5. Bake the cookies for 12 to 14 minutes, or until they are set but not browned. (It's fine if the edges brown a smidgen. Transfer the cookies to cooling racks to cool to room temperatures.

Keeping: Packed airtight, the cookies will keep for about 5 days at room temperature. Because the sugar coating will melt, these cookies are not suitable for freezing.

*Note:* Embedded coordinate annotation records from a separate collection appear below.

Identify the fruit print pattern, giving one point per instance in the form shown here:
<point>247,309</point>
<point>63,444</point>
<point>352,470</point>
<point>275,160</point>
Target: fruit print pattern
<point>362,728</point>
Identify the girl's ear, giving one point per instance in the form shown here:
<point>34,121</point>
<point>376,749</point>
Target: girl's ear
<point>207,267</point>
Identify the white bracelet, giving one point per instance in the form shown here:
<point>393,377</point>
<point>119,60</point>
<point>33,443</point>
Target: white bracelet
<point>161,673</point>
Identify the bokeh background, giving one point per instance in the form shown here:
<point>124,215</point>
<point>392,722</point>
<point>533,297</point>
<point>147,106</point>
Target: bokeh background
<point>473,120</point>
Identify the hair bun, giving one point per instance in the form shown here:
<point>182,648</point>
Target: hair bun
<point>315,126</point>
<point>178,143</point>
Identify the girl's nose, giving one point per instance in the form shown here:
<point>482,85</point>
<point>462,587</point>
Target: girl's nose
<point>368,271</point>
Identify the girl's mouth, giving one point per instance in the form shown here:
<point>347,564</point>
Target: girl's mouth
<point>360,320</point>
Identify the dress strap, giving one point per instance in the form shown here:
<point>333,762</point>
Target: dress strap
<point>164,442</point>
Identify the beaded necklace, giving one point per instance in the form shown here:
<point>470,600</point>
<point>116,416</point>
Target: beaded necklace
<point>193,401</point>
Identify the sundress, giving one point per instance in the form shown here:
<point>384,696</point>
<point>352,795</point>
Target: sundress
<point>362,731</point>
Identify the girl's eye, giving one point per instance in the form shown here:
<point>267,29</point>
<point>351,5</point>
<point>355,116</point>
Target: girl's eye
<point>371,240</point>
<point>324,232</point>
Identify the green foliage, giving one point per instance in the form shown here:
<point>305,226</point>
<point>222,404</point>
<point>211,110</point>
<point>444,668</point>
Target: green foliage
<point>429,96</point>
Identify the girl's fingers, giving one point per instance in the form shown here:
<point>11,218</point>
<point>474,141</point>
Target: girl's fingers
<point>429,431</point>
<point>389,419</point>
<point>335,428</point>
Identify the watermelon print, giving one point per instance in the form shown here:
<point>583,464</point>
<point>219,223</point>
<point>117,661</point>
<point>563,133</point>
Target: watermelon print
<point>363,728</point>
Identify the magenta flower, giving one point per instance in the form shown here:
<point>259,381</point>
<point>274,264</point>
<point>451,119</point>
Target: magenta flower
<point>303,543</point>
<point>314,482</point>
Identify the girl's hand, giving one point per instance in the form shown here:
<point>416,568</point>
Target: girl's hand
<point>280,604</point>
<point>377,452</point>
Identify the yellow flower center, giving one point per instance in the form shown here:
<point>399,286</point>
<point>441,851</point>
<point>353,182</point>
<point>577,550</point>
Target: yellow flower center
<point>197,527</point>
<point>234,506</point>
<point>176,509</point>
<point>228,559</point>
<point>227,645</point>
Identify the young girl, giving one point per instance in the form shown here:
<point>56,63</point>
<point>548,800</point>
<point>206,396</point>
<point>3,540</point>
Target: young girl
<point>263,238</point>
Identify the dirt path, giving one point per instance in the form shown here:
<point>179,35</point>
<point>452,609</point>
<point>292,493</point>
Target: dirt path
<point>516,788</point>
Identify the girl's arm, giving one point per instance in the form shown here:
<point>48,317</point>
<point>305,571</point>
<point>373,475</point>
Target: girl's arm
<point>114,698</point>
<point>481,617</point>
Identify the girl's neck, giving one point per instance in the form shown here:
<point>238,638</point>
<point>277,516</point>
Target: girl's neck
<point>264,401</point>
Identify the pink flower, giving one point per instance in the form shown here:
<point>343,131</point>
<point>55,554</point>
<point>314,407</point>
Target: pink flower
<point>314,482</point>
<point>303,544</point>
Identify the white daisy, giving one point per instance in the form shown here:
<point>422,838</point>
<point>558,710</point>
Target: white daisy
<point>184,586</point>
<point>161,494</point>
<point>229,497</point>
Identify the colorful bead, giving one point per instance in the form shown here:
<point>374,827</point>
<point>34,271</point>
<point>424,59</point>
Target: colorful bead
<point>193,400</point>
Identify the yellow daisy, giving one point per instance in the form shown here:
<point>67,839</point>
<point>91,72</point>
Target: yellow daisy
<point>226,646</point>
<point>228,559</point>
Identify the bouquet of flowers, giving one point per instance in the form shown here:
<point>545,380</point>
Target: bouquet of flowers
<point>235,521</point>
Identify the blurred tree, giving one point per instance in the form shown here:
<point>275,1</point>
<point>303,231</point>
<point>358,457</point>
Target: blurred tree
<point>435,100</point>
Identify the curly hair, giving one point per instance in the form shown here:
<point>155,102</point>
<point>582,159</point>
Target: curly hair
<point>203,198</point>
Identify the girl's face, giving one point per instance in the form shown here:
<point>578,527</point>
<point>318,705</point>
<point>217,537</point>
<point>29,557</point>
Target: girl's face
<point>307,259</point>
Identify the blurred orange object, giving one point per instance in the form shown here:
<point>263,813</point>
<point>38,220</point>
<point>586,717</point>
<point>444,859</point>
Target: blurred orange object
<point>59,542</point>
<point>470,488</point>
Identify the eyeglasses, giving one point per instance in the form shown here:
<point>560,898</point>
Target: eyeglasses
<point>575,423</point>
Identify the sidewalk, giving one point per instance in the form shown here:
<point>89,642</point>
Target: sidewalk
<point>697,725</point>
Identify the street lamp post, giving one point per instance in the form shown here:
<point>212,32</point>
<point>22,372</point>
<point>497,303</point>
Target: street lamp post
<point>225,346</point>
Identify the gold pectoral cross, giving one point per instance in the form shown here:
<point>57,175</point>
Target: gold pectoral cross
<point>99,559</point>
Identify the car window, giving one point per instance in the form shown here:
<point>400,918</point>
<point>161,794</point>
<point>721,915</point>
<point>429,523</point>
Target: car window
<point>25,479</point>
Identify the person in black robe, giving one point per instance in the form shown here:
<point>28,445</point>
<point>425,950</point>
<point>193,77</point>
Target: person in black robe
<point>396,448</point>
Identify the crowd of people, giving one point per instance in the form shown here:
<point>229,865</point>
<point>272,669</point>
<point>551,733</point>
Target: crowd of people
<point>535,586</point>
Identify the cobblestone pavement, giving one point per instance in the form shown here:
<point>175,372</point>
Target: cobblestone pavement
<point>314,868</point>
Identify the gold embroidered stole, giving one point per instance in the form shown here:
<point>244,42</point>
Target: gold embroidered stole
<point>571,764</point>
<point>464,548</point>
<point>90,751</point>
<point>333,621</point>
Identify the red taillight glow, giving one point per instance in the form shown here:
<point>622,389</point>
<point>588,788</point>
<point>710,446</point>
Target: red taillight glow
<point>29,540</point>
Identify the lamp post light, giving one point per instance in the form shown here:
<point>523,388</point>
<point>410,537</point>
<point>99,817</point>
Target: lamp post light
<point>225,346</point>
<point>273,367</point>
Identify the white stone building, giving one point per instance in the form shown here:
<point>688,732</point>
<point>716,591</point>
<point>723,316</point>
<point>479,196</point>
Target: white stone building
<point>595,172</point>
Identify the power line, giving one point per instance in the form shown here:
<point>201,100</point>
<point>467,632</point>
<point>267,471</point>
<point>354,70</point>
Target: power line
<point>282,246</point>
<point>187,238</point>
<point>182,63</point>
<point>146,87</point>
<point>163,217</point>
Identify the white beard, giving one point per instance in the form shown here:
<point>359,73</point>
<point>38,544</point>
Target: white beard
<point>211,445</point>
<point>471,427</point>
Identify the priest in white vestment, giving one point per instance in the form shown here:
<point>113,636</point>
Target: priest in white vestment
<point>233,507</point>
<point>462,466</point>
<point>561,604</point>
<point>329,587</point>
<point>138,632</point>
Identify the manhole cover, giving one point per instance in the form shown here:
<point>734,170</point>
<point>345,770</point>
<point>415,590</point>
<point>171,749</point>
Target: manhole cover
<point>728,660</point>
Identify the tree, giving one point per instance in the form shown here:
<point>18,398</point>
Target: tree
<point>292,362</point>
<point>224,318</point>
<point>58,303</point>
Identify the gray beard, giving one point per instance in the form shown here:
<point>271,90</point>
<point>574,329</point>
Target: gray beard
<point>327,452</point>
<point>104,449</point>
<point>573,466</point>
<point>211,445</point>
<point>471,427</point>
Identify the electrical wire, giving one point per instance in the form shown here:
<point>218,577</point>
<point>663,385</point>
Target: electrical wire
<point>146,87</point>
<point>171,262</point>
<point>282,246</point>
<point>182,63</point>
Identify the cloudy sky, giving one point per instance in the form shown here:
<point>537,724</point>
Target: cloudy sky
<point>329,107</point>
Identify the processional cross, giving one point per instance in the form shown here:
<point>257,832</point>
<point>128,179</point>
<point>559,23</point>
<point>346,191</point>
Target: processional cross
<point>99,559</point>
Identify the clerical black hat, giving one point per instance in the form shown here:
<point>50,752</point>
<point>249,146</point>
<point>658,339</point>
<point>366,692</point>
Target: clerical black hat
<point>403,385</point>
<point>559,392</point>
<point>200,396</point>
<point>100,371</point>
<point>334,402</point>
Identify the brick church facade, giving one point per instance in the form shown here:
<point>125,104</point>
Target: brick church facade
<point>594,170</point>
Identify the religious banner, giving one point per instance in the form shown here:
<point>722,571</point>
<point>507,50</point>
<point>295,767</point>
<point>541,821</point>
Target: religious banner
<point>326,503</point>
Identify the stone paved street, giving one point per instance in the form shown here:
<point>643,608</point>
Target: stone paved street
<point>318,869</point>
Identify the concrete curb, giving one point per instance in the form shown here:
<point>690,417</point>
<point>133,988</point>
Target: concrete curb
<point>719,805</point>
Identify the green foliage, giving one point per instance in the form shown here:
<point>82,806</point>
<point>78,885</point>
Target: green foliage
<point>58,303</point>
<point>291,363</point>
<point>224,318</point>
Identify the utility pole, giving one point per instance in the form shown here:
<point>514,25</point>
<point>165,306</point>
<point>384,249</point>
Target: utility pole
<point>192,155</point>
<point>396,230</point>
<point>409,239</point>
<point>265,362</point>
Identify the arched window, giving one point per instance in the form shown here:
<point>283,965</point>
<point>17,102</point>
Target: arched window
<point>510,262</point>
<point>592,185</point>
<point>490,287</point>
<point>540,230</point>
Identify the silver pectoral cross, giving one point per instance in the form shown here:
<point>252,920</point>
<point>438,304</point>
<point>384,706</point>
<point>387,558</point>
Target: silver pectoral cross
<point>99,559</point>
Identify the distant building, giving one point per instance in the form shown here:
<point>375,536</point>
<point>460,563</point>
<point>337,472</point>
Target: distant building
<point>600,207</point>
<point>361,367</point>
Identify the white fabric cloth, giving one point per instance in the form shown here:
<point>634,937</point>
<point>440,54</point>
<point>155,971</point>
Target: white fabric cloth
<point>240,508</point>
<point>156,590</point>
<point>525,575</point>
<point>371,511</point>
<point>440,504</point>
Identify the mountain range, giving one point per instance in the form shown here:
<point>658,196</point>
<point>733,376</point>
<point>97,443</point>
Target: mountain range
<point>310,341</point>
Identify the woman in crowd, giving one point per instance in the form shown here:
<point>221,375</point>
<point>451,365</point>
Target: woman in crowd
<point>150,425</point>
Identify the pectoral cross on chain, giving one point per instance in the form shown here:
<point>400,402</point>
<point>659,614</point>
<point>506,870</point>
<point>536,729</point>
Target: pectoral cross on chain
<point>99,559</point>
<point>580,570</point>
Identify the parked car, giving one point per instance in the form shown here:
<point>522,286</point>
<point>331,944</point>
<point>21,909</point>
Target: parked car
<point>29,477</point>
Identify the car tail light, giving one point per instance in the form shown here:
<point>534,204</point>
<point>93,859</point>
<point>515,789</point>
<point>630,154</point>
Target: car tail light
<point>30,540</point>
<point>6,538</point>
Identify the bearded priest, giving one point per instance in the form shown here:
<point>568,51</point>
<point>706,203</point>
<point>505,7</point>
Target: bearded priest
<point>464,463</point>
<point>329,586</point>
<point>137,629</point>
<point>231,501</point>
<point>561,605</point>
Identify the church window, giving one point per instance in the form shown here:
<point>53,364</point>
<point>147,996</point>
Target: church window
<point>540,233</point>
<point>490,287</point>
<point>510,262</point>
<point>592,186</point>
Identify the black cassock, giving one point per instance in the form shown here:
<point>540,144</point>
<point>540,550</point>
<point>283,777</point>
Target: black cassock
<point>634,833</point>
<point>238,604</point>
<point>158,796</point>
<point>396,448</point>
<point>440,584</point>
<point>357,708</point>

*Updated to add that if you should choose to use regular table salt and not Maldon, use less! Much less. Probably half or less. Because Maldon has such volume, the equivalent amount of a finer salt would be much more pungent. Better on the safe side than sorry, right?

Monday, January 3, 2011

Nutella Tartine

Nutella Tartine... or Fancy PB & J? One in the same my friends. This is the classed-up adult version of the lunch box classic. As we welcome the new year, why not enjoy some new versions of our favorite comfort foods? I love the combination of chocolate, orange and hazelnut. It is fancy and yet very comforting. I love this as a quick breakfast sandwich, but it might also become a late-night-studying-staple-snack. This may just become the new classic in my new year.
Nutella Tartine adapted from Dorie Greenspan's, Around my French Table

1/4 cup Nutella
4 slices Brioche or challah would be best but any bread you have on hand would work
1 1/2 tablespoons unsalted butter, melted
1/4 cup orange marmalade
Flaky salt
Hazelnuts, toasted and coarsely chopped

1. Butter and toast bread
2. Heat the Nutella slowly in the microwave or in a heatproof bowl over a pan of simmering water and heat, stirring frequently, just until it is softened and warm.
3. Spread the marmalade over the hot bread, generously drizzle with warm Nutella.
4. Top with a sprinkle of salt and some chopped hazelnuts.